Inventé en 1996 par Walter Becker, guitariste de Steely Dan, le terme était à l’origine : Guitar Acquisition Syndrome. Mais le phénomène a rapidement dépassé le cercle des guitaristes, et c’est devenu le Gear Acquisition Syndrome. Vous vous occupez davantage de nouveau matériel que de faire de la musique. Vous espérez, vous attendez, vous croyez que ce nouveau matériel fera de vous un meilleur musicien, vous donnera une nouvelle impulsion créative. Mais découvrir, analyser et dénicher de bonnes affaires finit par prendre une place plus importante que la musique elle-même.

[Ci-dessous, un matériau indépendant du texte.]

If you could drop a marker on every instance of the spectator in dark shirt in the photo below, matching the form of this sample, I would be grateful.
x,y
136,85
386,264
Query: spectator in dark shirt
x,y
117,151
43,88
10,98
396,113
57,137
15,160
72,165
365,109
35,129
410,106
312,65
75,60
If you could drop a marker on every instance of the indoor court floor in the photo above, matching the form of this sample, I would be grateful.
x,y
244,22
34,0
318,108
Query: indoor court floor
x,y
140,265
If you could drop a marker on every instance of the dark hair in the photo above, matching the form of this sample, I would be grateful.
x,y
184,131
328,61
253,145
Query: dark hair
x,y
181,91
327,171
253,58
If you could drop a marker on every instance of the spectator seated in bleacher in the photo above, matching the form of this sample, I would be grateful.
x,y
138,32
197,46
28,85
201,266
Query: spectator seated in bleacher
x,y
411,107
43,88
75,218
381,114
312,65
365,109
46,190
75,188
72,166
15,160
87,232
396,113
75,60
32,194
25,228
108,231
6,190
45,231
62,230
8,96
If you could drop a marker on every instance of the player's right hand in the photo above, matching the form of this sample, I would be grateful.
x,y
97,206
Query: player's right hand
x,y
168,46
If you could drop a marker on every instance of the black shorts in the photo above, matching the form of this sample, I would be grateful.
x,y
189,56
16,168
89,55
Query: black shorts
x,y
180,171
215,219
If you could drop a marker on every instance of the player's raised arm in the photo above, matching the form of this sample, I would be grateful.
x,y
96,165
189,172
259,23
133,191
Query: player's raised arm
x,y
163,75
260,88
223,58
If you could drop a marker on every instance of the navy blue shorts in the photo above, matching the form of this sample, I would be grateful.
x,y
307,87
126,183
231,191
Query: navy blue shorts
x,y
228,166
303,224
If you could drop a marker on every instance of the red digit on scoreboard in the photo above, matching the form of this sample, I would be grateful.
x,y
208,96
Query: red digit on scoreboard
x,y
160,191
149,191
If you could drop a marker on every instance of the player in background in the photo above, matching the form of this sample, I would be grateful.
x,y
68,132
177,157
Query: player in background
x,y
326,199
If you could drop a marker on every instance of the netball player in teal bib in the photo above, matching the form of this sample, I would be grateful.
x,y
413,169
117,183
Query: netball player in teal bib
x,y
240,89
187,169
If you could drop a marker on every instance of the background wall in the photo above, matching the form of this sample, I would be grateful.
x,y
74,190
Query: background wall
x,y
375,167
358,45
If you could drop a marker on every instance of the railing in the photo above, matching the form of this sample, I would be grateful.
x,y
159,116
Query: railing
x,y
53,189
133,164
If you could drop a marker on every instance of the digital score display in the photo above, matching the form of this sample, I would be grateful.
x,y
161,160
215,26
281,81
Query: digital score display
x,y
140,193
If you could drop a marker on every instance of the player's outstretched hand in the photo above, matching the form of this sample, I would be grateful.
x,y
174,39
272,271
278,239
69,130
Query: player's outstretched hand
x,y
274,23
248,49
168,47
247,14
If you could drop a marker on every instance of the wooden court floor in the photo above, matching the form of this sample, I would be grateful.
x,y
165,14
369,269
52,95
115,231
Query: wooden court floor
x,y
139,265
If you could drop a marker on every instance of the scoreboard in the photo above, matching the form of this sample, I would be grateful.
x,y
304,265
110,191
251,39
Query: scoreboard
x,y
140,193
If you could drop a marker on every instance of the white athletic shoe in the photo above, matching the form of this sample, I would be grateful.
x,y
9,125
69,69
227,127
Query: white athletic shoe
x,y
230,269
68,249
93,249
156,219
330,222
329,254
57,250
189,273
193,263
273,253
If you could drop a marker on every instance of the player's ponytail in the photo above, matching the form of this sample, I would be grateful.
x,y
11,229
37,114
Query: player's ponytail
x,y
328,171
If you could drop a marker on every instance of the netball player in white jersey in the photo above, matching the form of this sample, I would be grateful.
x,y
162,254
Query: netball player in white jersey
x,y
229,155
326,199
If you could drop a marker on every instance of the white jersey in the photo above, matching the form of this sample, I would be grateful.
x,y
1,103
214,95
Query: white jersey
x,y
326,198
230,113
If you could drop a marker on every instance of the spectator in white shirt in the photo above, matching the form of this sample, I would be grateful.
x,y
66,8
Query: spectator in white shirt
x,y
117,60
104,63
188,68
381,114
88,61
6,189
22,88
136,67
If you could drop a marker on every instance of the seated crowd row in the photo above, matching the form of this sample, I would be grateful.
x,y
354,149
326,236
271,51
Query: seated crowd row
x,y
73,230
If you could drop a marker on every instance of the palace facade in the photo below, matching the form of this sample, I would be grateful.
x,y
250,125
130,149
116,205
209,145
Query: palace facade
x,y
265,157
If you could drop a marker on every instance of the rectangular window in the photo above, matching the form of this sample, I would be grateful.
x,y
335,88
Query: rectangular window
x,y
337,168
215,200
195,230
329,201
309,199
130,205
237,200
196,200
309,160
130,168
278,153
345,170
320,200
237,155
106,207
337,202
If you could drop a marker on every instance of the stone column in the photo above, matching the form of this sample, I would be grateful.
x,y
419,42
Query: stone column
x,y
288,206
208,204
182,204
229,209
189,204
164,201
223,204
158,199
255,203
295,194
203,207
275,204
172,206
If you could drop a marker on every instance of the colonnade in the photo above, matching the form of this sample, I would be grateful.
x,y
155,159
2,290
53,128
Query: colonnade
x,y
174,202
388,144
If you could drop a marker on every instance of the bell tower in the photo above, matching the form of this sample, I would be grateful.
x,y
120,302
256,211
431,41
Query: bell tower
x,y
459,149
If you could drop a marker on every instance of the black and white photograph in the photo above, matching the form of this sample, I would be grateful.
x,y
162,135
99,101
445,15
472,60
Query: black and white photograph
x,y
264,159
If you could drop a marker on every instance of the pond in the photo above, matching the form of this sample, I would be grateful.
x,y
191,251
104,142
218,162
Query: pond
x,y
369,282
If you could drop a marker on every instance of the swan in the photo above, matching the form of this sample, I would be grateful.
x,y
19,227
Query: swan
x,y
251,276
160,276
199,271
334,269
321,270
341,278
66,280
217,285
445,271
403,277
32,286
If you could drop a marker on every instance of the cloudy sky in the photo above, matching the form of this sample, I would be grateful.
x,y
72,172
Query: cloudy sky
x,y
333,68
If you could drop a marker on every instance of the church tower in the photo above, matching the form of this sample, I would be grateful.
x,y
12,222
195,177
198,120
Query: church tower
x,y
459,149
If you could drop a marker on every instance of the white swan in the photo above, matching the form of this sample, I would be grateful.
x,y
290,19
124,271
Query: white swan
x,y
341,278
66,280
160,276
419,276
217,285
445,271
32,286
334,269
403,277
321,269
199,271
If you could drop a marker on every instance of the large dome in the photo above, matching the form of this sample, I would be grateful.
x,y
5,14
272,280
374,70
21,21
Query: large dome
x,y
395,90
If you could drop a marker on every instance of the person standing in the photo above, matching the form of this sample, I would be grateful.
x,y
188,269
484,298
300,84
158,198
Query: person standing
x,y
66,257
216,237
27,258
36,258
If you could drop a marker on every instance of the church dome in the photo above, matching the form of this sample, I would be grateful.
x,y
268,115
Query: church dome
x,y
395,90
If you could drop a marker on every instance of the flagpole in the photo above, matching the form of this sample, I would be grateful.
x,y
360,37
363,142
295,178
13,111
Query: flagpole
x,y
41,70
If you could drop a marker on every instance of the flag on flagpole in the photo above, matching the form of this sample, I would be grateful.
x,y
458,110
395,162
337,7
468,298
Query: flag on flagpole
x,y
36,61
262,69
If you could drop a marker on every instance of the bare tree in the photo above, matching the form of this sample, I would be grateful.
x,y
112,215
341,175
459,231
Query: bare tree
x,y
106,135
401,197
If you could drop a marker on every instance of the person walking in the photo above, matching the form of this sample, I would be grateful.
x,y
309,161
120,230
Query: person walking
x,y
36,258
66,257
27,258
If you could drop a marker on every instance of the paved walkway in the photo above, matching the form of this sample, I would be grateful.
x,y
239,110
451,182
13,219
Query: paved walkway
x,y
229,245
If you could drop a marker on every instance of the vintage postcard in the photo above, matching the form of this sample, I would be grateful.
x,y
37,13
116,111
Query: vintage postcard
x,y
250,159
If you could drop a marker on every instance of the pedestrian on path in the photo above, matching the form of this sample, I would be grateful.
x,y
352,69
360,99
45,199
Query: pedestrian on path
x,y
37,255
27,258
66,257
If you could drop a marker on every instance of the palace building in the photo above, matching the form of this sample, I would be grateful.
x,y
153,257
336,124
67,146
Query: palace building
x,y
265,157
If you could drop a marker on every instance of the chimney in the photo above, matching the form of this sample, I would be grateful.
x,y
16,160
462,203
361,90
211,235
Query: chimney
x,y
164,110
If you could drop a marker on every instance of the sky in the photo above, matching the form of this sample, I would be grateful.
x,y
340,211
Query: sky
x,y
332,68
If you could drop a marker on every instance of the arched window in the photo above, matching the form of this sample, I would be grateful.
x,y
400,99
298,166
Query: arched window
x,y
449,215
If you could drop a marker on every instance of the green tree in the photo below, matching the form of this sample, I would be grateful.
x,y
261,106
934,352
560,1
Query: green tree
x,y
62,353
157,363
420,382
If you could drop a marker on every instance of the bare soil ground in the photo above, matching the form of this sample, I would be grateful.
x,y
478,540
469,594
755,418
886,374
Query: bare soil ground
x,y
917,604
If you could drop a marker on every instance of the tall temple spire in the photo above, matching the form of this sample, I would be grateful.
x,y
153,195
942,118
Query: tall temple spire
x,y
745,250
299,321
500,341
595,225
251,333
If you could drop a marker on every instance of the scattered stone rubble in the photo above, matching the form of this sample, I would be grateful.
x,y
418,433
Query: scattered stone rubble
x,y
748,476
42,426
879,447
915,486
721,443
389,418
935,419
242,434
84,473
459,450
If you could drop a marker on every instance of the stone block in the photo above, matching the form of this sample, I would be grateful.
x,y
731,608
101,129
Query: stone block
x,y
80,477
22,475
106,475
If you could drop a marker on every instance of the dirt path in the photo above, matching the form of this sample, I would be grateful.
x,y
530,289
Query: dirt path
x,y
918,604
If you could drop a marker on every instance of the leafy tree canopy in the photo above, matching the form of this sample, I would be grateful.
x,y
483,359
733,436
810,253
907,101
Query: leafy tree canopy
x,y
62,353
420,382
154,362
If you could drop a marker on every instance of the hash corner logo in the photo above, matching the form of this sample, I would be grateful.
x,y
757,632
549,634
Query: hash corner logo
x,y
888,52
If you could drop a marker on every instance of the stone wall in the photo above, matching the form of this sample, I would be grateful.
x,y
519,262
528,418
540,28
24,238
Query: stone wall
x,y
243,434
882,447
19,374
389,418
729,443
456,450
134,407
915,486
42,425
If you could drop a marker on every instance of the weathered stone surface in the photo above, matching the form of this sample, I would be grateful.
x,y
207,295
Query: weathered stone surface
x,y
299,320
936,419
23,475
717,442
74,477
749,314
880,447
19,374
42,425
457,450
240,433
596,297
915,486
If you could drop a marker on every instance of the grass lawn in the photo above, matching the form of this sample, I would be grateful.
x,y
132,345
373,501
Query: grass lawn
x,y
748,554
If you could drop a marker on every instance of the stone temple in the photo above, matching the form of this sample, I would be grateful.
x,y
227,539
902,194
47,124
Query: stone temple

Gear Acquisition Syndrome - En souffrez-vous ? Walter Becker (à gauche)

Trois formes

Globalement, il en existe trois : remplacer, compléter et étendre.

Remplacer

Remplacer signifie que vous aviez déjà à peu près la même chose, mais la nouvelle sera meilleure. Peut-être revendez-vous l’ancienne, peut-être pas. Vous pouvez très bien estimer les caractéristiques de la nouvelle, parce que vous connaissez parfaitement ce type de produit. Pour moi, il s’agit le plus souvent d’un nouveau synthé FM.

Compléter

Compléter est une envie sur laquelle les marketeurs savent jouer intelligemment. Ils créent une série limitée, de sorte qu’il soit “réaliste” de la compléter. Et pendant un bref instant, c’est le cas. Mais ensuite : une nouvelle série sort. Et là, vous “devez” à nouveau suivre, parce que, oui, vous avez déjà tout le reste. Teenage Engineering m’a eu comme ça, avec leur collection toujours grandissante de Pocket Operators.

Étendre

Étendre, c’est craquer pour une autre catégorie de matériel, qui se trouve dans un autre rayon que celui où vous achetez habituellement. Peut-être un autre type d’instrument, ou de l’éclairage, ou du son. C’est surtout porté par la conviction que cela améliorera votre musicalité, et non parce que vous en avez clairement besoin dans votre setup. Mais en réalité, ça devient justement moins… Gear Acquisition Syndrome - En souffrez-vous ?

Est-ce un problème ?

Quel est le problème avec le GAS ? Est-ce si grave de devenir testeur professionnel de matériel ? Ça dépend. Si ce déplacement d’attention vous semble naturel, alors ce n’est pas un problème. Et cela devient votre nouveau métier ou votre hobby. Mais si vous vous sentez coupable et triste, il est temps de faire quelque chose.

Arrêter le GAS

Maintenant que vous savez le reconnaître et sentir si, chez vous, c’est suffisamment sérieux pour agir, il reste la question : comment ? Comme pour arrêter de fumer, on pourrait écrire des livres entiers, mais l’essentiel est là : faites de la musique et devenez vraiment bon avec ce que vous avez. Le GAS est une forme de syndrome de la page blanche. Vous êtes insatisfait de ce que vous créez. Arrêtez d’être insatisfait. Commencez par faire des choses imparfaites. La première bière tirée d’un fût neuf, ce n’est aussi que de la mousse. Ce qui peut parfois aider, c’est une contrainte créative. Comme le haïku en poésie. Ce handicap que vous vous imposez sert de paratonnerre à votre critique intérieure.

Du GAS à la passion

Pour finir : en quoi est-ce important pour un magasin de musique comme Bax Music ? Qu’importe la raison pour laquelle les gens achètent du matériel, tant qu’ils achètent. Non ? Pourtant, quand le syndrome prend une tournure maladive, ce client n’est pas vraiment un ambassadeur d’énergie, de joie et de musicalité. Un artiste passionné qui fait beaucoup avec peu incite davantage à acheter qu’un collectionneur de matériel qui parle surtout, reste dans sa tête et accumule.

Pour en savoir plus sur le GAS, lisez le livre tout juste paru (gratuit) du musicologue Dr Jan-Peter Hebst et Jonas Henze : Gear Acquisition Syndrome: consumption of instruments and technology in popular music. Ou feuilletez un petit chapitre façon calendrier à effeuiller (gratuit également), “Making Music”, par l’équipe d’Ableton. Intéressant aussi si vous jouez autre chose qu’Ableton.